Emmanuel Macron ha stravinto, come era previsto ed ampiamente prevedibile, con il 65%. Merine Le Pen ha perso, più di quanto si poteva pensare alla vigilia. La lezione francese e' chiara anche per l'Italia e per tutta l'Europa. Di sola destra e neppure di sola sinistra si vince. I partiti radicali e populisti hanno un senso se completano un'offerta politica più ampia ma non possono ne' loro, ne' i loro leader candidarsi ad essere la guida del paese. Per quanto ampio sia il malcontento , per quanto modesta e deludente la classe politica, tra i cittadini finisce per prevalere la paura del salto nel buio.
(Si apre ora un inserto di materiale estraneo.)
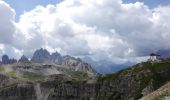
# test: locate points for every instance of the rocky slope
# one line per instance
(163, 93)
(43, 82)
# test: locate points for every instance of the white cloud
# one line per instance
(105, 30)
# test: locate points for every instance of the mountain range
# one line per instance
(54, 77)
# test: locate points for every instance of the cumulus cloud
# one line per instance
(103, 30)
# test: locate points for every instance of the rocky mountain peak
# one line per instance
(7, 60)
(56, 58)
(23, 59)
(40, 56)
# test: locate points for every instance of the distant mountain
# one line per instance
(164, 53)
(23, 59)
(7, 60)
(56, 58)
(43, 56)
(37, 81)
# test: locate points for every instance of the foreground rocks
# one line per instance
(128, 84)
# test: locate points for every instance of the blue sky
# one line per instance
(25, 5)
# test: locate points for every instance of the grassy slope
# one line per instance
(146, 78)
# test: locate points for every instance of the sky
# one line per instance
(106, 33)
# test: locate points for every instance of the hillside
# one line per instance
(131, 83)
(162, 93)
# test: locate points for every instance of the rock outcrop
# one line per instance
(128, 84)
(41, 56)
(23, 59)
(6, 60)
(56, 58)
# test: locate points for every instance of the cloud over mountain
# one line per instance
(104, 30)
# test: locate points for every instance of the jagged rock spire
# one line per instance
(23, 59)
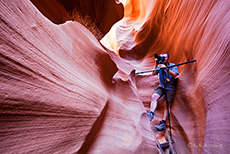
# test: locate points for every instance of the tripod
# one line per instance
(167, 105)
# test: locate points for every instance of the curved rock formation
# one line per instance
(62, 91)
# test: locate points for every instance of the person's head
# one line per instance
(166, 55)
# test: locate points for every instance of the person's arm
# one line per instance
(173, 74)
(155, 72)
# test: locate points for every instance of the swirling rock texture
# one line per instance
(63, 91)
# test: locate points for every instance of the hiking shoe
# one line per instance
(150, 115)
(161, 126)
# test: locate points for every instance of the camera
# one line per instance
(160, 59)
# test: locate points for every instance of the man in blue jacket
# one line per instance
(167, 87)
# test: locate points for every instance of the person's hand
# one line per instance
(162, 66)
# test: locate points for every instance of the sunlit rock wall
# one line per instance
(186, 30)
(62, 92)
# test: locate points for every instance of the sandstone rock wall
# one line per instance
(62, 91)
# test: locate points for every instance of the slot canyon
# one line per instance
(68, 82)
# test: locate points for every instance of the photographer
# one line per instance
(167, 86)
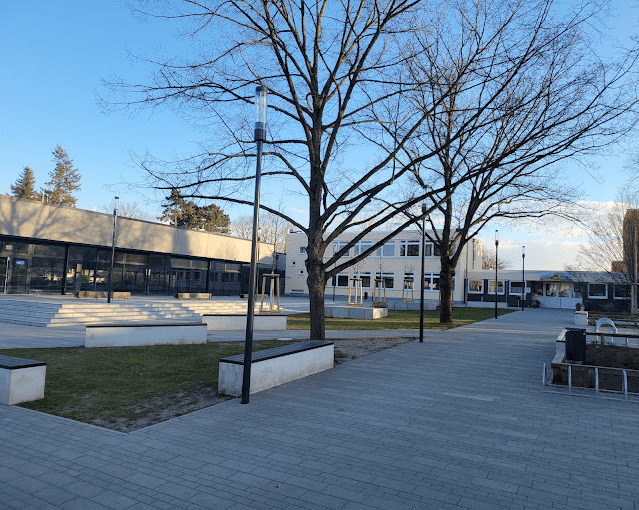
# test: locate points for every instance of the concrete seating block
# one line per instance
(136, 334)
(273, 367)
(21, 380)
(237, 322)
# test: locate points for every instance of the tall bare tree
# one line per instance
(352, 85)
(327, 66)
(525, 92)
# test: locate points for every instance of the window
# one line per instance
(621, 291)
(430, 250)
(475, 286)
(516, 288)
(389, 279)
(598, 290)
(342, 280)
(338, 245)
(361, 247)
(409, 248)
(538, 288)
(366, 279)
(500, 286)
(388, 250)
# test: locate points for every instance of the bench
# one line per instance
(21, 380)
(237, 322)
(101, 294)
(279, 365)
(144, 333)
(607, 323)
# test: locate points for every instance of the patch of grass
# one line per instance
(104, 384)
(400, 319)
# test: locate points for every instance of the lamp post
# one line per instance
(260, 137)
(115, 221)
(523, 276)
(421, 299)
(496, 266)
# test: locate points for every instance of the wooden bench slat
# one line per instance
(276, 352)
(12, 363)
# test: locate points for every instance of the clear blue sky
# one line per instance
(53, 57)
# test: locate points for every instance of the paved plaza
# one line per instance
(459, 421)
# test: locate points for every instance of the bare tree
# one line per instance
(329, 67)
(525, 91)
(363, 78)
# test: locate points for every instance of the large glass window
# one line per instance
(361, 247)
(475, 286)
(387, 250)
(500, 287)
(621, 291)
(409, 248)
(431, 250)
(388, 278)
(598, 290)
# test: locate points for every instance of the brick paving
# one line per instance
(459, 421)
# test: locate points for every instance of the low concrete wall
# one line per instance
(22, 384)
(275, 371)
(237, 322)
(131, 334)
(355, 312)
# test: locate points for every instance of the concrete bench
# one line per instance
(279, 365)
(144, 333)
(355, 312)
(21, 380)
(100, 294)
(237, 322)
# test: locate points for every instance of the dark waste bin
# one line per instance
(575, 345)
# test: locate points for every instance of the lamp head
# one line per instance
(260, 113)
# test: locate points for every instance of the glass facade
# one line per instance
(41, 267)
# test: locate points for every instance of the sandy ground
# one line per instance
(163, 408)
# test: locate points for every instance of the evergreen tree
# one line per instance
(25, 185)
(185, 213)
(64, 179)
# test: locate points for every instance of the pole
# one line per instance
(421, 299)
(496, 265)
(115, 220)
(523, 277)
(260, 137)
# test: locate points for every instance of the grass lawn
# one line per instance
(400, 319)
(105, 384)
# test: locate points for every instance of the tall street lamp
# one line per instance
(115, 221)
(523, 276)
(260, 137)
(496, 265)
(421, 300)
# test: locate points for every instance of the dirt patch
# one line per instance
(158, 409)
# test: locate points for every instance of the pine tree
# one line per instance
(64, 179)
(185, 213)
(25, 185)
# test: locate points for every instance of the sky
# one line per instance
(54, 56)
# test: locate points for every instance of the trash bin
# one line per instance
(575, 345)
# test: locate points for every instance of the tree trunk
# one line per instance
(446, 275)
(316, 289)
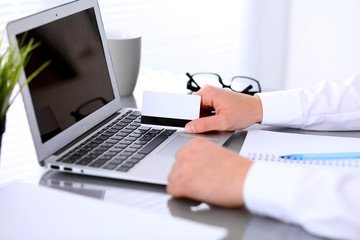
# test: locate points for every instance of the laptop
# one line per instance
(73, 107)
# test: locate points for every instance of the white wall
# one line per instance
(324, 41)
(267, 52)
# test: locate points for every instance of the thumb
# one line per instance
(203, 124)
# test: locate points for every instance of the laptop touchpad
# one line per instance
(173, 146)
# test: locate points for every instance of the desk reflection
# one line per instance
(240, 224)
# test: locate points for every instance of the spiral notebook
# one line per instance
(263, 145)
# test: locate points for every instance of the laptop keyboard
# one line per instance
(120, 145)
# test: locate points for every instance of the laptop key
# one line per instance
(110, 166)
(153, 144)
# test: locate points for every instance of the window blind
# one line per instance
(177, 35)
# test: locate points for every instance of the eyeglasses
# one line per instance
(240, 84)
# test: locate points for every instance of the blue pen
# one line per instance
(323, 156)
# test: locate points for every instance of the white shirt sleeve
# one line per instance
(329, 106)
(324, 201)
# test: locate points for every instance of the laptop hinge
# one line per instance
(89, 132)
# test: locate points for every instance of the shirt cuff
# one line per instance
(282, 108)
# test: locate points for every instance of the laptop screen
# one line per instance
(77, 82)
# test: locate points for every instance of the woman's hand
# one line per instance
(233, 111)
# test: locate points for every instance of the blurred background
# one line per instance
(282, 43)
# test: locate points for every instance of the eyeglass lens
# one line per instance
(238, 84)
(241, 84)
(203, 79)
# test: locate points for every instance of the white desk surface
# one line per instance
(19, 163)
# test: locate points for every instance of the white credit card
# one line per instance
(169, 109)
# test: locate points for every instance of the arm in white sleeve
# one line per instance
(324, 201)
(330, 106)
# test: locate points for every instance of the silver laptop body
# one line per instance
(75, 100)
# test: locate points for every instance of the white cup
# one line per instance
(125, 51)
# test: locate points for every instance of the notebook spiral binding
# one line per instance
(355, 163)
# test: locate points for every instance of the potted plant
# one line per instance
(12, 62)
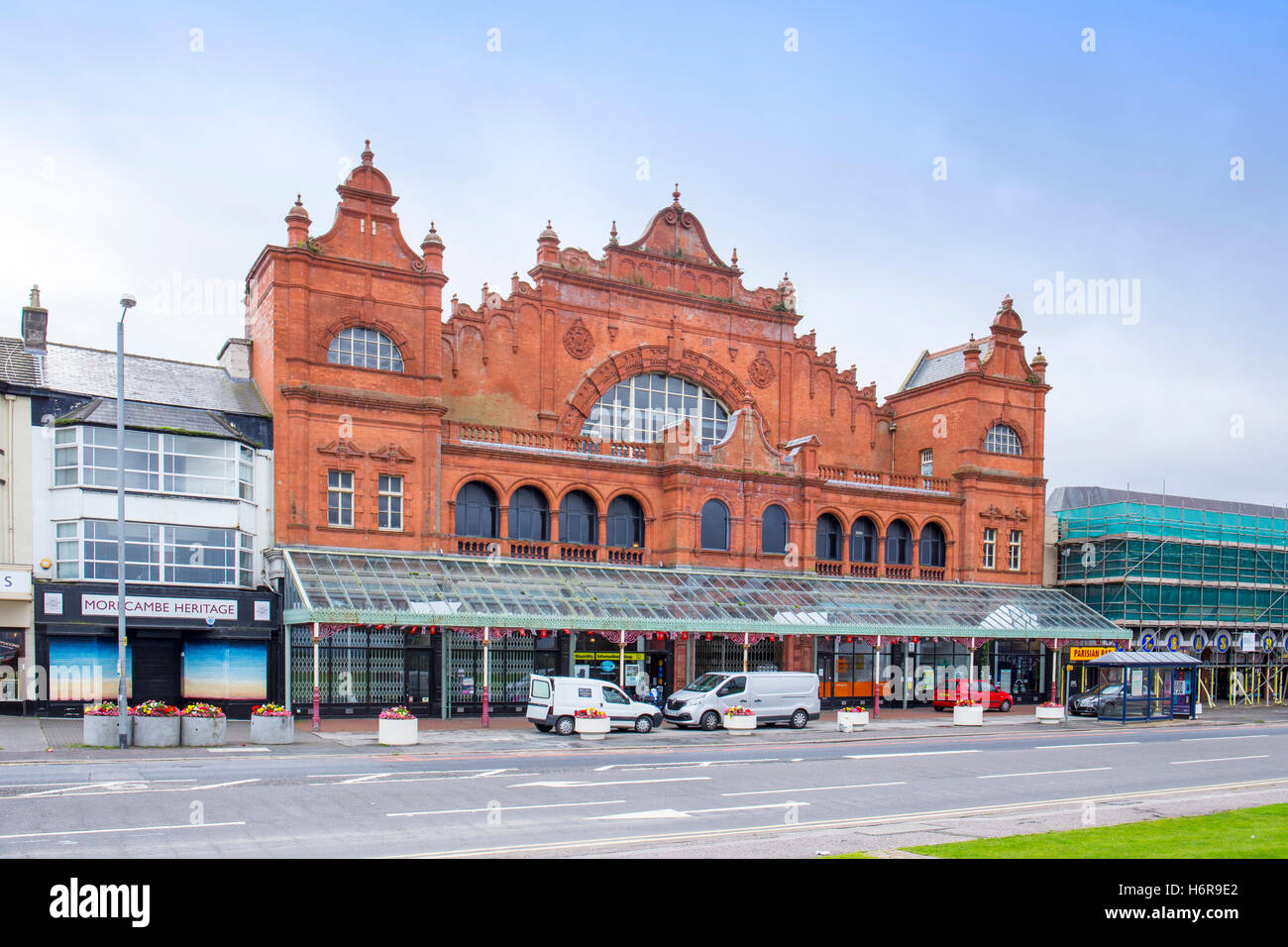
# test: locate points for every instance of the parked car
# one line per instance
(1103, 699)
(553, 703)
(990, 694)
(774, 696)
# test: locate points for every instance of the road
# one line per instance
(729, 797)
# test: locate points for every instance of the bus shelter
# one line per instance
(1146, 685)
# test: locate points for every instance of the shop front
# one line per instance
(183, 644)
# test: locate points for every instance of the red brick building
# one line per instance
(635, 406)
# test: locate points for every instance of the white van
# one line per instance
(554, 701)
(776, 696)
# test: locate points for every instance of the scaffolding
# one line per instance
(1179, 573)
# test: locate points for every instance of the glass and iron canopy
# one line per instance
(642, 407)
(462, 591)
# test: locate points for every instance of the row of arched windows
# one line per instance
(478, 514)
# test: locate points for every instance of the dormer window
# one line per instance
(365, 348)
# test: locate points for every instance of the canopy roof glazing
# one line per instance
(368, 589)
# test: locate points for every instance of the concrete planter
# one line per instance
(156, 731)
(592, 727)
(848, 722)
(1050, 714)
(398, 732)
(270, 731)
(104, 731)
(969, 716)
(204, 731)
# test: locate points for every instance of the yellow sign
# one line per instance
(1087, 654)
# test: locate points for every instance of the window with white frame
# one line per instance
(339, 497)
(365, 348)
(640, 407)
(154, 553)
(85, 457)
(1003, 440)
(390, 502)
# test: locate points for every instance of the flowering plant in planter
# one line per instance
(155, 709)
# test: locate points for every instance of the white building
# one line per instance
(202, 620)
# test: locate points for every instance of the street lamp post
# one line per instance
(128, 303)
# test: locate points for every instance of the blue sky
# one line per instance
(127, 158)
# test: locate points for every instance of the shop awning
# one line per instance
(335, 586)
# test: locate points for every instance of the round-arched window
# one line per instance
(715, 526)
(579, 519)
(773, 530)
(863, 540)
(827, 539)
(625, 522)
(898, 544)
(932, 545)
(365, 348)
(529, 515)
(642, 407)
(476, 510)
(1003, 440)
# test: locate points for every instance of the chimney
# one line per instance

Come non sono andati i voti di Fillon alla Le Pen nel secondo turno, non andrebbero quelli di Berlusconi a Salvini o alla Meloni. Il che non significa che i loro partiti debbano essere rottamati, ma solo che possono essere utili per una possibile vittoria di un centrodestra stile tradizionale. Ed analogo ragionamento vale per la sinistra, che puo' vincere solo se guidata dal centro. Come già ampiamente dimostrato dalla storia italiana. Ora bisognerà vedere quale sarà la nuova legge elettorale ma il segnale che viene da Parigi e' tanto chiaro quanto inequivocabile.